After the Hooligan leaves the apartment, Cavanaugh goes to have the diamonds appraised. He finds the city in chaos. His attempts to ask people what is going on results in gibberish answers. He attempts to buy a newspaper but finds the bills in his wallet are $4 and have incomprehensible words on them, as does the newspaper. Realizing this is a repeat of the Tower of Babel event, he goes over his meeting with traveller and finds it likely his next stop is in Mexico. He manages to get to LaGuardia Airport, but none of the pilots will attempt to fly as radio communications is not possible.

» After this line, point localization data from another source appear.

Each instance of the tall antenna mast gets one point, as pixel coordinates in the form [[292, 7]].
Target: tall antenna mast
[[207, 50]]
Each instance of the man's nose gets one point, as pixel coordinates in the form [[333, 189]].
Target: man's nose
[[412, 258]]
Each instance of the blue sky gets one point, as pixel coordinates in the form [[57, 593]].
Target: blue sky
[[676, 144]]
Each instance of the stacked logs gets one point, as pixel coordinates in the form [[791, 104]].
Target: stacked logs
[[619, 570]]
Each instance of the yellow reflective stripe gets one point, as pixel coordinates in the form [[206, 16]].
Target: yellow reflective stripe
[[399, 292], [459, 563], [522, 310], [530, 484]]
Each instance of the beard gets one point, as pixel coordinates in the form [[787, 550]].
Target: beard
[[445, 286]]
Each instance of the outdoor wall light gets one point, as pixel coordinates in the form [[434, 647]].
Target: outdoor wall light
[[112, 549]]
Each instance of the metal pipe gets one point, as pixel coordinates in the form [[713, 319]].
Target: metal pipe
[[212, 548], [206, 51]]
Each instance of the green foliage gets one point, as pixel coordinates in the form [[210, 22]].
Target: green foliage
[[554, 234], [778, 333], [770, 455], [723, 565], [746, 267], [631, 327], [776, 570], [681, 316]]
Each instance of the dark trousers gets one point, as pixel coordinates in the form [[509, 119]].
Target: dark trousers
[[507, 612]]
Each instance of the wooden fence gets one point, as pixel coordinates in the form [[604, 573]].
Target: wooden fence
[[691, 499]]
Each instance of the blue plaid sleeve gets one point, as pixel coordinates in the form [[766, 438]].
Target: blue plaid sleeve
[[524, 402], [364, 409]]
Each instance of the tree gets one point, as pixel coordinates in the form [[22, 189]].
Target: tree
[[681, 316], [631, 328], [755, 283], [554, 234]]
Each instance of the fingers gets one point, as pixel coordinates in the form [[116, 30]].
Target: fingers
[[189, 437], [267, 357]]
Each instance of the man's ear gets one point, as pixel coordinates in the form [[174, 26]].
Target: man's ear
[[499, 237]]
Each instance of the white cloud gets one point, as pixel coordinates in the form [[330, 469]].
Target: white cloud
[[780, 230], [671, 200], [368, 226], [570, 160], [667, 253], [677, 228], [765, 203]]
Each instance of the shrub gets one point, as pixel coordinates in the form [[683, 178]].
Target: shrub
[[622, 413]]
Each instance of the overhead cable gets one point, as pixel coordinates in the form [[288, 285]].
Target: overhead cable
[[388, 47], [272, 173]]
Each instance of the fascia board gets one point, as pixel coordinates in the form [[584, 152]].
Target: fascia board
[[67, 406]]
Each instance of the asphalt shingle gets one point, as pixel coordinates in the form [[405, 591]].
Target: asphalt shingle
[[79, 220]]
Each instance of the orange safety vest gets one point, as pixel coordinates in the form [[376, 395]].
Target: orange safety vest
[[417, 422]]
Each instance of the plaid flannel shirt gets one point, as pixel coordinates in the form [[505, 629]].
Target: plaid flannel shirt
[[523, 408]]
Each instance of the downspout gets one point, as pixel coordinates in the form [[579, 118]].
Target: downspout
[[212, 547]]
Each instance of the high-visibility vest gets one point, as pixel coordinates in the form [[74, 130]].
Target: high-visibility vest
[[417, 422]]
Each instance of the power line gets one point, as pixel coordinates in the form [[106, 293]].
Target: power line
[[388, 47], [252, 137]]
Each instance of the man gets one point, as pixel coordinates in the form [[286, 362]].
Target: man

He returns home, dejected, witnessing the end of civilization in the making.

He has a sudden thought: the Hooligan had left his apartment on a bus - if he was able to cross dimensions at any point he would have used that method to travel. He races home and catches the Hooligan entering another building. He explains what has happened, to the Hooligan's horror when he realizes his mistake. He asks if he can reverse it, and the Hooligan begins to reassemble the device in a different configuration. Cavanaugh has another thought: he has the Hooligan fix the problem only for the written word. The Hooligan returns to his dimension, leaving Cavanaugh in a world free of yelling.

==Publication==
The story first appeared in the inaugural issue of Beyond Fantasy Fiction, the July edition although it shipped in May. It has been reprinted in several anthologies, including Knight's own "Far Out" in 1961, and "The Best of Damon Knight" in several printings, as well as a number of others. Robert Silverberg included it in Infinite Jests, a collection of science fiction humor. The language Knight creates for the story, a substitution cypher, is partially described within it, and this is the first entry for "B" in the Encyclopedia of Fictional and Fantastic Languages. This is one of the short stories that ensured Knight's popularity.